Formoso I, el Papa que fue exhumado y juzgado después de muerto

El llamado “Sínodo del terror” fue un macabro episodio por el que se sometió a juicio al cadáver del Papa debido al rencor que le guardaba la familia Spoleto

Jean Paul Laurens
Jean Paul LaurenslarazonJean Paul Laurens

También llamado “Sínodo del Terror”, posiblemente el episodio que ahora vamos a relatar sea uno de los más grotescos y macabros en la milenaria Historia de la Iglesia Católica. No en vano, se conoce a este horrible período de algo más de cien años como el “Siglo Oscuro del Papado”. En ese tiempo, los Papas no eran más que meros títeres en manos de las familias nobles y pudientes que se disputaban el poder. Esta subordinación papal alcanzó límites insospechados que excedían a la imaginación más calenturienta.

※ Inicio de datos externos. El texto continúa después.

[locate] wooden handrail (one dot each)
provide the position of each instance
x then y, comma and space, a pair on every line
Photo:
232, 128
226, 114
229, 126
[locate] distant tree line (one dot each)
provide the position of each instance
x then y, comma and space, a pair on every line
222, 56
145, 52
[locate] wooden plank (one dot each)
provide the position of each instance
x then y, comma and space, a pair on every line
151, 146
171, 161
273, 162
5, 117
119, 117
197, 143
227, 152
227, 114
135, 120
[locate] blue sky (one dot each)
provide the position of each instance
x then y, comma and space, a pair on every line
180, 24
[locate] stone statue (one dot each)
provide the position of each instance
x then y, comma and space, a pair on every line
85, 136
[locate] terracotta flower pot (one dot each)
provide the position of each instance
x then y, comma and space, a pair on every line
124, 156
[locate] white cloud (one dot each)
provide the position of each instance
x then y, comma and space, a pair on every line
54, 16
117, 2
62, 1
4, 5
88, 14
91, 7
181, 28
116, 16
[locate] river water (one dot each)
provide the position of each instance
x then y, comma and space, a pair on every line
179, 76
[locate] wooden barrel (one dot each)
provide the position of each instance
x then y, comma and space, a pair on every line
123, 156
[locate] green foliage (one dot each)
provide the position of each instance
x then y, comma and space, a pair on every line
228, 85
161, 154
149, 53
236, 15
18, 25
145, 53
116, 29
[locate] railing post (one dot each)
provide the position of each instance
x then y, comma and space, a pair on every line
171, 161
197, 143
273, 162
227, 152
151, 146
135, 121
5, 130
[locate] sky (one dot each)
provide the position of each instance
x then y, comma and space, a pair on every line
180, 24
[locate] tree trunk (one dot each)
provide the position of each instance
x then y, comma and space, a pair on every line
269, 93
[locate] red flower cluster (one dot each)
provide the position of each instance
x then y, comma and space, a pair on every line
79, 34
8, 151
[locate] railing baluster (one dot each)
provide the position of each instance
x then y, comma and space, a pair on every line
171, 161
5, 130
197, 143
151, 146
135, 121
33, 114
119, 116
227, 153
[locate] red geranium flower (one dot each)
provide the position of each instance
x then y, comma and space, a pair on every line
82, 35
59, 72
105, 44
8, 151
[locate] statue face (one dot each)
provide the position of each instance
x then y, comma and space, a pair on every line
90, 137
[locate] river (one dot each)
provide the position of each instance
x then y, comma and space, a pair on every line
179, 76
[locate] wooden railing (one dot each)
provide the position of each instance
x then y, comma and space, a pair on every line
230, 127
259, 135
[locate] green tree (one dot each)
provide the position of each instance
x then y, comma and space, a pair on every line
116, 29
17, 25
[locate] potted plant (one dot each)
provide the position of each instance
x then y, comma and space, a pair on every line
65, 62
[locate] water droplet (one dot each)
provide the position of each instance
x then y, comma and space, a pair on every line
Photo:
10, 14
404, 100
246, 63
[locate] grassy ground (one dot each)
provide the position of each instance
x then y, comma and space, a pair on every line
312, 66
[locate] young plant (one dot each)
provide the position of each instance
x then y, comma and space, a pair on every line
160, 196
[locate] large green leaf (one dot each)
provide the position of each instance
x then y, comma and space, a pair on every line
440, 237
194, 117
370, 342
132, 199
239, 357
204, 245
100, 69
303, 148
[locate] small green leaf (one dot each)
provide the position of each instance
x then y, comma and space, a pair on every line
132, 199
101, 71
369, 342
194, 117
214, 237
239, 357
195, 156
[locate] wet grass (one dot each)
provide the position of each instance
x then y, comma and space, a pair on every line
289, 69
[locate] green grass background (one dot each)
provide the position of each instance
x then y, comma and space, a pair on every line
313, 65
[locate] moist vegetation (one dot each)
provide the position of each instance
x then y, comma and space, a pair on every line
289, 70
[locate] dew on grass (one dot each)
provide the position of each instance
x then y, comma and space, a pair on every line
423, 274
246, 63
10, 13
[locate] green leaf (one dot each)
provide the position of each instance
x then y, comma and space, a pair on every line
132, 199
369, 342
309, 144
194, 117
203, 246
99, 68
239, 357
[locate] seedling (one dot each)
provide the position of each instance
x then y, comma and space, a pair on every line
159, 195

En el año 891, Formoso I fue elegido Papa. Sus biógrafos nos retratan a un hombre austero, de costumbres prudentes y ejemplares, conocido también por sus habilidades políticas y religiosas tras acometer con éxito misiones diplomáticas en distintos países y labores evangelizadoras de gran calado. Tal vez por eso, una de las primeras medidas que adoptó Formoso fue reconciliarse con una de las familias más influyentes de Italia, los Spoleto, cuyas relaciones se habían roto en tiempos de su antecesor Esteban V.

Para lograr ese acercamiento, Formoso nombró emperador a uno de los miembros más insignes del clan familiar, Guido de Spoleto, pero pronto reparó en la desmedida ambición de este megalómano. El nuevo emperador estaba dispuesto a conquistar Italia a cualquier precio, despojando a la Iglesia de los Estados Pontificios y reduciendo el Papado a un simple Obispado sin aspiración política alguna.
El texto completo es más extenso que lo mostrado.